Thorgerson conducts many of the interviews filmed in London (Bogawa handled the New York ones), and you can sometimes hear his voice. This intimacy works because his subjects—most of who he knows personally—speak and remember Barrett as if in conversation with a friend and not a journalist. To the point where “Remember that, Storm?” is heard several times.
“The [band members] appreciated the honesty in the film and the emotional element. Roger said there wouldn’t have been any Pink Floyd without Syd. And David saying he wished he had gone to see him,” Bogawa offers.
“It’s always tricky with Pink Floyd. They all liked my film on Storm and because he was part of the production…it was constantly negotiating. But [Roger, David and Nick] were all super generous. I didn’t know what to expect with Roger, but he was incredibly sweet. And it was my idea to get him to recite the words to ‘Shine On You Crazy Diamond.’ I was terrified to ask him, but he did it!”
That song, of course, was the band’s direct tribute to Syd. It’sone of the more famous stories in Pink Floyd history how, when the band were recording the original track, a man showed up Abbey Road Studios. He was overweight, with head and eyebrows shaved, and wearing a raincoat. Neither the band nor their studio personnel knew who the mystery man was. Then, it dawned on the shocked assembled: It was Syd Barrett, unrecognizable.
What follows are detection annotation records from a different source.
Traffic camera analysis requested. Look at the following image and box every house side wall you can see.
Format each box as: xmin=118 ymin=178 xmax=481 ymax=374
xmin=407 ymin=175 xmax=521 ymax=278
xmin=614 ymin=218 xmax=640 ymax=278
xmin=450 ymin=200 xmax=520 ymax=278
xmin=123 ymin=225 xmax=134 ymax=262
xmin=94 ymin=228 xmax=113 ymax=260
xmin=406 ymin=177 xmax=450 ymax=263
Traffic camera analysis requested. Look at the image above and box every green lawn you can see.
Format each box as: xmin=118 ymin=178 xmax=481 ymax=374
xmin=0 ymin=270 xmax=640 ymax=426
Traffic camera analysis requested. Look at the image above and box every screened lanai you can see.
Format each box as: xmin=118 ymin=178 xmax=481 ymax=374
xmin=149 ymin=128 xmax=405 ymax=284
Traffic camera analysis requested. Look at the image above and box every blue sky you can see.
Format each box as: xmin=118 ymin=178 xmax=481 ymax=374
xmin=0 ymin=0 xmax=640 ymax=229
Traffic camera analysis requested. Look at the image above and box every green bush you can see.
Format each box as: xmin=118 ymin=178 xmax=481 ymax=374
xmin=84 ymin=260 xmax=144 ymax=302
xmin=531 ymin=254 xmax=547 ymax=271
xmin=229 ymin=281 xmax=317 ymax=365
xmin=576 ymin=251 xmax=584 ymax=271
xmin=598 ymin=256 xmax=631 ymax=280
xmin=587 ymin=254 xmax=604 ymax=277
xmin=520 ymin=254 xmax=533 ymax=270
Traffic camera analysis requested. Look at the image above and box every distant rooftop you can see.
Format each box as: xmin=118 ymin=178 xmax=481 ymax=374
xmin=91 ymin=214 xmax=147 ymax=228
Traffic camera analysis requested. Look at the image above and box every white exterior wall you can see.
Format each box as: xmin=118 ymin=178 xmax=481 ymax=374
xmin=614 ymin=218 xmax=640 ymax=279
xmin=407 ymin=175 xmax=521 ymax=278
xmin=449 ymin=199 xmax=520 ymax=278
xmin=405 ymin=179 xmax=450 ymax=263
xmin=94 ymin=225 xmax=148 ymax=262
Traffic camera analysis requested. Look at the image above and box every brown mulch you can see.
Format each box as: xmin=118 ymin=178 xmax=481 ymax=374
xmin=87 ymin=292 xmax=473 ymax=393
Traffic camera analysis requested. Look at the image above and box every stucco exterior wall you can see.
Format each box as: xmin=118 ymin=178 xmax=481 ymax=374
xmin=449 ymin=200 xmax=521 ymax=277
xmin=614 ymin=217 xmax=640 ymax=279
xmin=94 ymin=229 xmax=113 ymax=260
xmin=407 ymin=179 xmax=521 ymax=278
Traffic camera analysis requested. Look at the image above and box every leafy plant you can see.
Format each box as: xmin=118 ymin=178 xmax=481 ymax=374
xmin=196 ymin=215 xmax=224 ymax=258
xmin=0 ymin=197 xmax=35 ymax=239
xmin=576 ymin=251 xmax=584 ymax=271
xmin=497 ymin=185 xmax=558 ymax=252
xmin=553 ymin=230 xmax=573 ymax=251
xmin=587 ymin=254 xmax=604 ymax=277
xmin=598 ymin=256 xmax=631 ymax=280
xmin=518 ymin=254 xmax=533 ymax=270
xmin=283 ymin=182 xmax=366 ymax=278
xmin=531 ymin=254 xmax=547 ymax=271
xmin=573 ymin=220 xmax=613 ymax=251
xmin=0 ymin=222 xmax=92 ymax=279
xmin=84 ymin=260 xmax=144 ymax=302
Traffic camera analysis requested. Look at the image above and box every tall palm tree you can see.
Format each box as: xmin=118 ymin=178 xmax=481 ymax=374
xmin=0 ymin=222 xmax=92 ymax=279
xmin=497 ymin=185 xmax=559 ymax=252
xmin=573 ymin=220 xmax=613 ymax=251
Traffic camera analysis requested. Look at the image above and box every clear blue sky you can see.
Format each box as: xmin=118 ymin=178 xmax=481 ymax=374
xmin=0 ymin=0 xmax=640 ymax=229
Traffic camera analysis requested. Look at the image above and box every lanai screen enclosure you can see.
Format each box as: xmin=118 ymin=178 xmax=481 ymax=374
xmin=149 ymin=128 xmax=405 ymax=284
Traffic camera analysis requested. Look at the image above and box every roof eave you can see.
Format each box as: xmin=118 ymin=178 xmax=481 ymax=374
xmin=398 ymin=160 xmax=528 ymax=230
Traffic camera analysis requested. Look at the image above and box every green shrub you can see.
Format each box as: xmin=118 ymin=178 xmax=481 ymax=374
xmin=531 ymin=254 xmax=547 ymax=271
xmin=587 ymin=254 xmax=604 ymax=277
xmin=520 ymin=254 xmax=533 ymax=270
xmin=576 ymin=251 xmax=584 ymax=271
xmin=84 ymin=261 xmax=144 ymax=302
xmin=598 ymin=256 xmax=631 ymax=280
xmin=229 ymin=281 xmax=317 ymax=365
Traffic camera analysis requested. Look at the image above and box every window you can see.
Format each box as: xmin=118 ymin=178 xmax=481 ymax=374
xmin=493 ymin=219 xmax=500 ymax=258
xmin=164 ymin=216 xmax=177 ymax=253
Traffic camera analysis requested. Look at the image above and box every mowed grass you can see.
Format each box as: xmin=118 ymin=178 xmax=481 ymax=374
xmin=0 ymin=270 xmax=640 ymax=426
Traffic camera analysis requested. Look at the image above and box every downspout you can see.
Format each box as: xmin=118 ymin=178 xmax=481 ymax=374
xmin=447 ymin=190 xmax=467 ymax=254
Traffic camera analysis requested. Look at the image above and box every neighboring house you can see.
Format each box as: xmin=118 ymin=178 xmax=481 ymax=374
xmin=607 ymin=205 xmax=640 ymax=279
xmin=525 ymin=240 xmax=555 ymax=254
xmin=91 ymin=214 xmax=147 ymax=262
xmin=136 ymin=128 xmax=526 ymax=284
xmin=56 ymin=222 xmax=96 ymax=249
“They memorialized him on Dark Side of the Moon and Wish You Were Here and even The Wall. [Syd] became this kind of mythological character. But they made sure he got royalties,” Bogawa says. “David and Roger and Rick even helped with his solo record. Syd was their childhood friend and they wanted to make sure he was taken care of.”
In 1982, near the end of his mental rope, Barrett left London for good and walked the 50 miles back to his mother’s home in Cambridge, where he spent the rest of his life until passing from the combination of pancreatic cancer and diabetes in 2006.
Every few years he would be “found” by some photographer to snap a few shots, but he never spoke to anyone. Late in the doc, Gilmour expresses regret he and Thorgerson never visited him, though it’s noted that the family was not keen on Roger (Syd’s real name) Barrett’s past showing up at the doorstep, regardless of their intentions.
The docs end with the one-off Pink Floyd performance at Live 8, the last time the estranged Roger Waters, Nick Mason, David Gilmour and Rick Wright played together. Fittingly, Waters pays tribute to Syd as they launch into “Shine On You Crazy Diamond.”
“Syd’s interesting because he didn’t die until long after he left the band, so there’s a fascination with the mystery,” Bogawa adds. “Maybe he just didn’t want to be in a band anymore. But he does get lumped into that ‘rock star drug casualty’ kind of category.”
All in all, Bogawa hopes that everyone from the Syd Barrett obsessive to those who have never head the man take away something from Have You Got It Yet?
“I hope it will confirm or debunk some of the stories around him. I hope this—like all my films—functions as a trigger to bigger things. It’s the story of the musician, but also someone’s friend,” Bogawa sums up.
“My dream as a director is that someone will see it and get intrigued and open up some discussion. Or run back home to look for the record. Then get pissed when they find out their boyfriend or girlfriend from 20 years ago stole it!”